Many dining service workers have also been tasked with delivering food to students in dorms, including the quarantine areas. Because these employees are not yet eligible for vaccinations, they face the potential for COVID-19 exposure. Marsland noted that some of these employees care for elderly family members, who are endangered upon entering dorms as coronavirus cases on campus continue to rise.
The campus lockdown has created another issue: the increased waste to sort through and handle. On Feb. 6, the maintainers collected over 9,000 pounds of waste from campus, with only 50 percent of students present.
At full campus capacity in a normal year, they would collect nearly 11,600 pounds of waste. These maintainers then sift through high amounts of campus trash with less staffing than usual, risking COVID-19 exposure. “I honestly feel that if they had brought all of the staff back, we would have been better able to handle this outbreak,” Marsland added.
Separately, only three transit employees have tested positive for COVID-19 this semester, according to Glenn Barrington, the Transportation Manager of UMass Transit.
He described the steps the University has taken to protect student drivers on campus, by “providing testing, installing sneeze barriers in the garage and on the buses, establishing, posting, and enforcing occupancy limits on all office and gathering spaces, install[ing] polycarbonate sneeze barriers on the buses” and more.
Barrington added that buses are cleaned by custodial staff and adequate PPE is provided to workers, allowing “transportation services to develop extremely safe working conditions.” Additional buses have been added to increase the number of available trips each day. When buses are overloaded beyond the 15-person capacity, an “overload” bus will come to pick up the extra passengers to ensure safe social distancing.
Saida Gamidova, a junior biochemistry and molecular biology double major and PVTA bus driver, reported feeling safe while driving the busses because of these safety precautions. “I don’t think it could get any better considering how l top of it they are. We get emails frequently and we have meetings constantly.”
She reported that, since the start of the semester, rules and safety measures on the busses have become stricter, including installing the barriers for drivers, stricter enforcement of mask rules and rules about where riders are allowed to enter and exit.
Sometimes, she noted, riders improperly wear masks, but the issue is not overwhelming enough for her to no longer feel safe.
“Sometimes it is really hard to tell someone while you’re driving to put on a mask especially if you’re yelling back to the bus and it’s like a 40-foot bus, obviously. And can I really yell through a spit guard and through a mask all the way to the back for them to hear me? Usually I won’t let them on,” said Gamidova.
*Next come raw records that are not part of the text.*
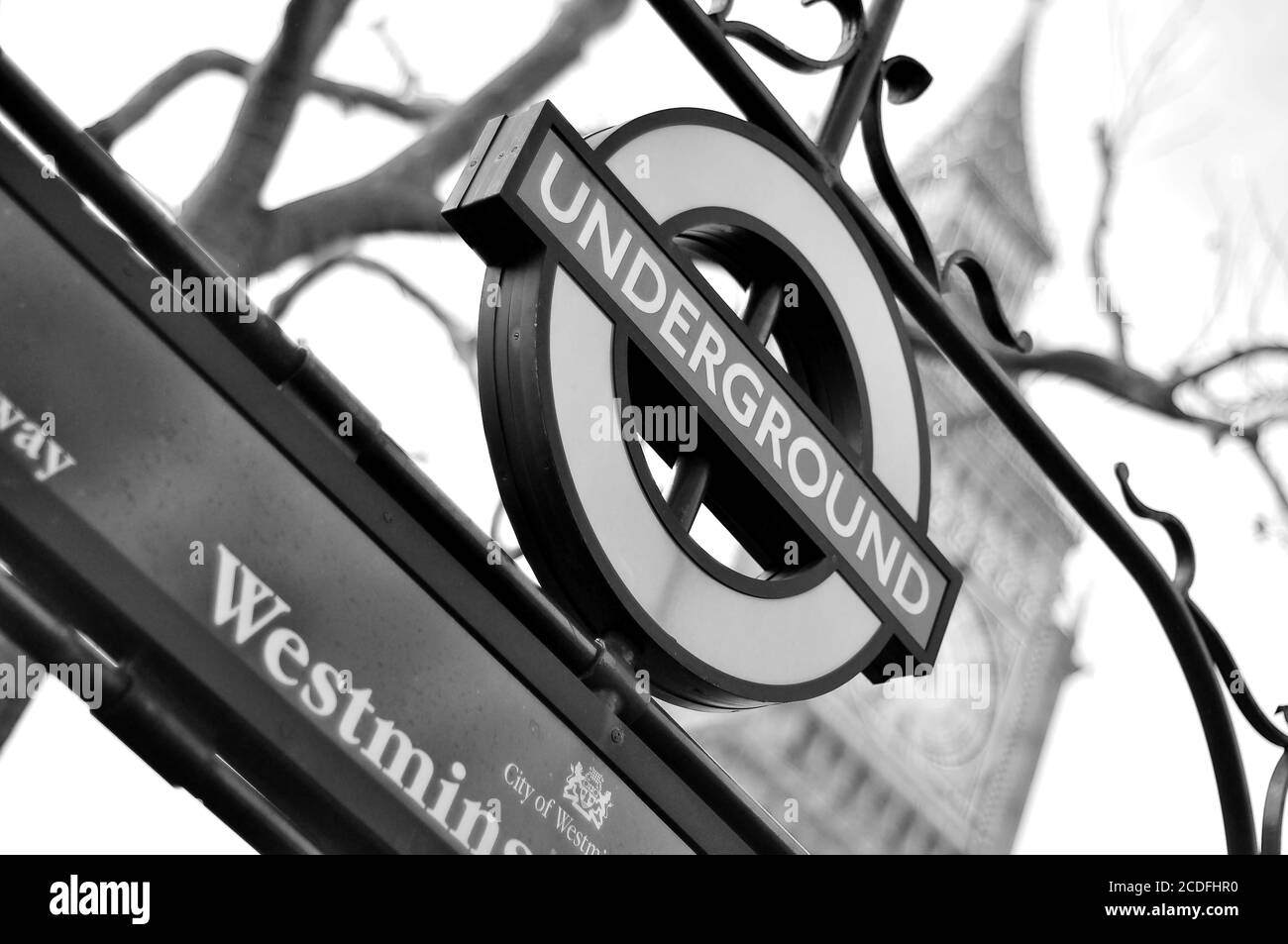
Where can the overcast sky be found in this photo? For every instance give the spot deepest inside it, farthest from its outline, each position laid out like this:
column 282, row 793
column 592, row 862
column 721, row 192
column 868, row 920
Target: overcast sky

While many campus workers have felt unsafe in their working conditions due to the surge in COVID-19 cases on campus, others have felt differently. Helen Sajo, a student worker with Team Positive Presence, felt protected and heard by her supervisors and the University.
TPP is a student-led initiative whose workers “attend University/Student initiated events and guide student behavior to promote safe and positive interactions.” She was given the option of a mask with filters as well as hand warmers, and her supervisors directly asked her for feedback as to what would make her feel safe in her position.
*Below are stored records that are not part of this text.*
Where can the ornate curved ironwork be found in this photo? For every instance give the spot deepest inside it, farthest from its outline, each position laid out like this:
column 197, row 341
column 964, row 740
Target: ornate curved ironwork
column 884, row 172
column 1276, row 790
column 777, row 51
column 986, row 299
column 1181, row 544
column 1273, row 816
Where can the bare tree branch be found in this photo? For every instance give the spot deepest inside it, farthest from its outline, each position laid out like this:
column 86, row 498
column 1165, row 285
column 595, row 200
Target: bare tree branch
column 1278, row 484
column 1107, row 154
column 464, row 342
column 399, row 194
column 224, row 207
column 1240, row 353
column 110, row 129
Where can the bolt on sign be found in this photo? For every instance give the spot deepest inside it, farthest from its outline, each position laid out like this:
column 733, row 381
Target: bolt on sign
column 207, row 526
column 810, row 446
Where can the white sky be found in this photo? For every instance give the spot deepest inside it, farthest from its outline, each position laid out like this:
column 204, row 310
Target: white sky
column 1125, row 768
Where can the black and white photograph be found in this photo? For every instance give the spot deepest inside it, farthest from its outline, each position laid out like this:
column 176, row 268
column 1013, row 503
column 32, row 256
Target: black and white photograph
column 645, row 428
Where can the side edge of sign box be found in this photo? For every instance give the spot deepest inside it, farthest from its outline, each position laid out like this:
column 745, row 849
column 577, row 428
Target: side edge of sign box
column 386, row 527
Sajo said that despite the positive experiences she has had as a student worker, she recognizes that other campus workers have not received sufficient support and protection. Team Positive Presence tables outside of the dining halls that are open as well as the Mullins Center, and in her experience, many students that are walking around campus are unaware they need to have their mask on at all times.
“If UMass actually enforced the quarantine rules, the mask rules, and the six feet apart rules, that would help,” said Sajo.